This is not a Drill, this is just Tuesday

isotopp image Kristian Köhntopp -
February 18, 2023
a featured image

Master of Disaster

With a previous employer there was the requirement to implement business continuity management and patch management. Specifically, there was a requirement to be able to lose a region completely without loss of business. The other requirement was to be able to have all systems CVE-free within 30 days (in emergencies: 3 days), and to be able to blackstart them.

That was of course impossible to implement.

Managements reaction was to create the position of the “Master of Disaster” (MoD). The MoD and their apprentice (“always two there are”) have then planned, for many months, a fail-over between two Regions. But they did not achieve much, and they never could, because in the end Management Buy-In was missing. In the end, Management wanted to know (needed to know!), before the test, that it would work. That of course invalidated this approach completely.

“Security is a process”, what does that even mean?

The MoD then changed their way of working completely. They sat down with the teams, and with each they made a catalog of failure modes.

“What happens when a web server node fails?” “What happens when ten web server nodes fail?” “What happens when a load balancer dies?” “What when a rollout rolls out broken code, and we need to roll back?” “What when storage fails?”

And the MoD sat down and worked their way through protocols of past outages. They cataloged the outages and mapped then to the scenarios created above, and if they found missing cases the catalog was extended, together with the team.

It is only science if you write it down

Then the team was asked to predict what would happen, how they would notice and how to fix. The MoD made them write these things down, into Opdocs. The Opdocs got Identifiers. All scenarios had to have named alarms checking for the scenario, and each alarm message had to include the Opdoc ID.

Then the team created a test scenario for each of these outages, bundled them together into a test session (“a drill”). And together with the Master of Disaster, their apprentice and a scribe went through them one by one, writing down what happened. Afterwards, all sat down, and compared notes with the predictions, and made a set of tasks to update the Alarms, the Opdocs or the Procedures themselves. Then they scheduled a followup session. In the end they arrived at a rhythm of a Drill every two or three sprints, until the team and the MoD were satisfied with the outcome.

Rinse, Repeat

The MoD did that with all the teams, and magically after a year or so, things were no longer painful, but became a way of operating. The observed failure modes of the systems changed, because Drill findings made their way into development. The way of working and the way of thinking changed, in all the teams, fundamentally, even. Alerts became cleaned up, and with the need to attach Opdocs, Alerts became actionable, because that is what is in an Opdoc: Packaged actions a relatively unskilled Operator can execute. Tooling improved, to automate previously manual outage procedures. Automation grew. Reliability and reproducibility improved. Metrics got better.

Large scale outages

Now the MoD moved on from team-level subsystem failures to larger scenarios that simulated loss of Racks or other larger units, or loss of Network connectivity (intermittently or for longer time). Also, they added drill scenarios with a loss of storage, that is outages where teams did not get back the machine that was simulated to fail after the Drill. Instead, they had to create replacements, first individually, then had to black-start entire regions.

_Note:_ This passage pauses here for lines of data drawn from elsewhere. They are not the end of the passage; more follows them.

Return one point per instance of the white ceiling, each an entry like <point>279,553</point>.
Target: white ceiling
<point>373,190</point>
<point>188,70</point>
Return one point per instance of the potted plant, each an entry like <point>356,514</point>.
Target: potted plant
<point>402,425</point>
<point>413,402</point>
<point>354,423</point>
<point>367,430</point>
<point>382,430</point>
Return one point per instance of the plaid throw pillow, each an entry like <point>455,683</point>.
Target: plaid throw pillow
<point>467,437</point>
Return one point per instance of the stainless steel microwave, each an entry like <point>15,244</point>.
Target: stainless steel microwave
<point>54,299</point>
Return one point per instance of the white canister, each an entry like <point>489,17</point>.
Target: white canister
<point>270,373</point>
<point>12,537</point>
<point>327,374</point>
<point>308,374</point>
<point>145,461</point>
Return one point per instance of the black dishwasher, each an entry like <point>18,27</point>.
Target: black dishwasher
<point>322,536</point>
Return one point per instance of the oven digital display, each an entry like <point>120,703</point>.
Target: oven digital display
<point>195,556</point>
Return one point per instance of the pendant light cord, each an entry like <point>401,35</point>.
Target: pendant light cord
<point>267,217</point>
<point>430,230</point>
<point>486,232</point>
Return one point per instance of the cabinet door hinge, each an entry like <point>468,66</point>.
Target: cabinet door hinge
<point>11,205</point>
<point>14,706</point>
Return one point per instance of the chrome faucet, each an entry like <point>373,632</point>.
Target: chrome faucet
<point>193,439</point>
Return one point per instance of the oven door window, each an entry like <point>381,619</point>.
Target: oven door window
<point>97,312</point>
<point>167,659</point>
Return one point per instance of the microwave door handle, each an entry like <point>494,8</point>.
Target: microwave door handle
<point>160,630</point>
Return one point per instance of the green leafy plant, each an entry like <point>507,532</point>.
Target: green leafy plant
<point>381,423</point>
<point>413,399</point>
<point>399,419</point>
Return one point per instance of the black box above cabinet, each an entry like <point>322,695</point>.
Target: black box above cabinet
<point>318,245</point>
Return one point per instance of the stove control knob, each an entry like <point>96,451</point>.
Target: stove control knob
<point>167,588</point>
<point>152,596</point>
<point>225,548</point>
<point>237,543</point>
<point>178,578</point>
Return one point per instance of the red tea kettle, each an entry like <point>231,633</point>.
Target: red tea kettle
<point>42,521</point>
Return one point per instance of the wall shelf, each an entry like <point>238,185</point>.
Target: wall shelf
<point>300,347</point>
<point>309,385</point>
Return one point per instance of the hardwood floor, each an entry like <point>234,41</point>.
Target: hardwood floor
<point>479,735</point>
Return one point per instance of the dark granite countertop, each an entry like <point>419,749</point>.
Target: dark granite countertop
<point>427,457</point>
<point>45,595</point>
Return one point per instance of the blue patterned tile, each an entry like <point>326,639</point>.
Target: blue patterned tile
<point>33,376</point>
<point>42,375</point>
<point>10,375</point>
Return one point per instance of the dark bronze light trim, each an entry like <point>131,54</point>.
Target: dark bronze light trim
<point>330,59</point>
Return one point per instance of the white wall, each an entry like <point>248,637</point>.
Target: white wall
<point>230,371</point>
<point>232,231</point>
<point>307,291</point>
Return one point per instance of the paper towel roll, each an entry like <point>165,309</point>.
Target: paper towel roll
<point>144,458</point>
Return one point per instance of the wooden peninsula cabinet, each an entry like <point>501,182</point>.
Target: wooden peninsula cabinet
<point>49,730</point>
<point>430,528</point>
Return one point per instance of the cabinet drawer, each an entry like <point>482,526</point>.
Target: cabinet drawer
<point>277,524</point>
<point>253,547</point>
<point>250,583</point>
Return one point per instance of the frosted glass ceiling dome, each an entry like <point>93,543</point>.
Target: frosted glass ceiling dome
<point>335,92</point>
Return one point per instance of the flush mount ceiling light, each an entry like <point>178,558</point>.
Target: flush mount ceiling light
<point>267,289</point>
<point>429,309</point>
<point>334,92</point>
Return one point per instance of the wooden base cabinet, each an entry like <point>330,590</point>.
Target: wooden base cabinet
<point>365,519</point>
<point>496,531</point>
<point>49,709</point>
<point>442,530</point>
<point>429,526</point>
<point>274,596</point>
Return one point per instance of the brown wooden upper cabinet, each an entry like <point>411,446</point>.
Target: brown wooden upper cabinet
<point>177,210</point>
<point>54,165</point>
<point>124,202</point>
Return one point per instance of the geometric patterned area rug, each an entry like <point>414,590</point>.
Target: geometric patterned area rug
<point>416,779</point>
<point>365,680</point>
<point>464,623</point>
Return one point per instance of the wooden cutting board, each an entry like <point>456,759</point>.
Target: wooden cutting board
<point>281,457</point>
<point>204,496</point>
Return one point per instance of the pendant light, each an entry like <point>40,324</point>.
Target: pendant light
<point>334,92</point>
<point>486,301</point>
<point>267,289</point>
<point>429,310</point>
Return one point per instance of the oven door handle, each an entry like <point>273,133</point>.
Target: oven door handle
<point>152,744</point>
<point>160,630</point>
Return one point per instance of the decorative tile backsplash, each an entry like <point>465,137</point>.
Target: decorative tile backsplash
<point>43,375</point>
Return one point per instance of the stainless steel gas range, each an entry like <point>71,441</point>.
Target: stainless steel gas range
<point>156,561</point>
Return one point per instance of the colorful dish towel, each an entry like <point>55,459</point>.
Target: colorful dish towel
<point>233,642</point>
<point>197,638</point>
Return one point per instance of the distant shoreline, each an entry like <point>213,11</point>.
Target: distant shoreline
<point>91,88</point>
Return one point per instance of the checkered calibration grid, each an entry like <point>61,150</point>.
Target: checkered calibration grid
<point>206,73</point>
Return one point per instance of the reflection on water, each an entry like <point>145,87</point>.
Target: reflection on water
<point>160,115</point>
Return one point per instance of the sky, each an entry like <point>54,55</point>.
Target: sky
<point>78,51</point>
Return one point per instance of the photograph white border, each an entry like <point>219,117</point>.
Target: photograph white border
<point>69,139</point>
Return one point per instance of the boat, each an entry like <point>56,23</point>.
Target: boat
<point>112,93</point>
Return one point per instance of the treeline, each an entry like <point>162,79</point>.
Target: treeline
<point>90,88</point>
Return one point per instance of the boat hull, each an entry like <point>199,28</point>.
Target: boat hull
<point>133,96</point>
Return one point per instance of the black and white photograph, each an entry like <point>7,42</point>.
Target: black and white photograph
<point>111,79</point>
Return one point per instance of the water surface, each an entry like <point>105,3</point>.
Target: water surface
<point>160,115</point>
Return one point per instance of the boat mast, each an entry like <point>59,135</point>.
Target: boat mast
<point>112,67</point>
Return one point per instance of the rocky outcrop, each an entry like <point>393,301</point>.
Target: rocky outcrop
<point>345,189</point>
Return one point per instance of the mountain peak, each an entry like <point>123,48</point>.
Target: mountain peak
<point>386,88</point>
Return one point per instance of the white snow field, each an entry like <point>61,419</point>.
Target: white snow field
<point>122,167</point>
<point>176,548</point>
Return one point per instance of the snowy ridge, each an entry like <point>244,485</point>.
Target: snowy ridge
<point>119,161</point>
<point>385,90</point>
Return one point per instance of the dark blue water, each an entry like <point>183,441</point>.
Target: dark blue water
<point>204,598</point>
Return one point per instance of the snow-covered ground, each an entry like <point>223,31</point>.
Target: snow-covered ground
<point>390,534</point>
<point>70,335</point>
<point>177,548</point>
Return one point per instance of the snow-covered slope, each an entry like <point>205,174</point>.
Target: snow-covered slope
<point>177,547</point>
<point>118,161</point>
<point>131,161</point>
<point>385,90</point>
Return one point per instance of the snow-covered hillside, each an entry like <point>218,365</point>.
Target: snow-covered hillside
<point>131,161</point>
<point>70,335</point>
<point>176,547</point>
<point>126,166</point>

These Drills highlighted automation defects: Manual and often undocumented work went into creating new systems, so that the automation was not resilient against large scale loss.

Also, a lot of problems related to loss or unavailability of the automation control plane were highlighted:

Systems might be able to lose their automation controllers. This is a “loss of control” scenario, not “loss of availability”. You do not lose web servers, but you lose the ability to make new ones or to decommission old ones or change the config of the existing ones. Systems usually can continue to run without their automation controller for a few hours, provided the operational circumstances are somewhat stable.

In some cases, loss of state in the control plane highlighted that the control plane could not rediscover its clients out there and scan them for state. Instead, it was assumed that the entire region was to be recreated from scratch, when it was in fact there, and perfectly functional, just unknown to the controller.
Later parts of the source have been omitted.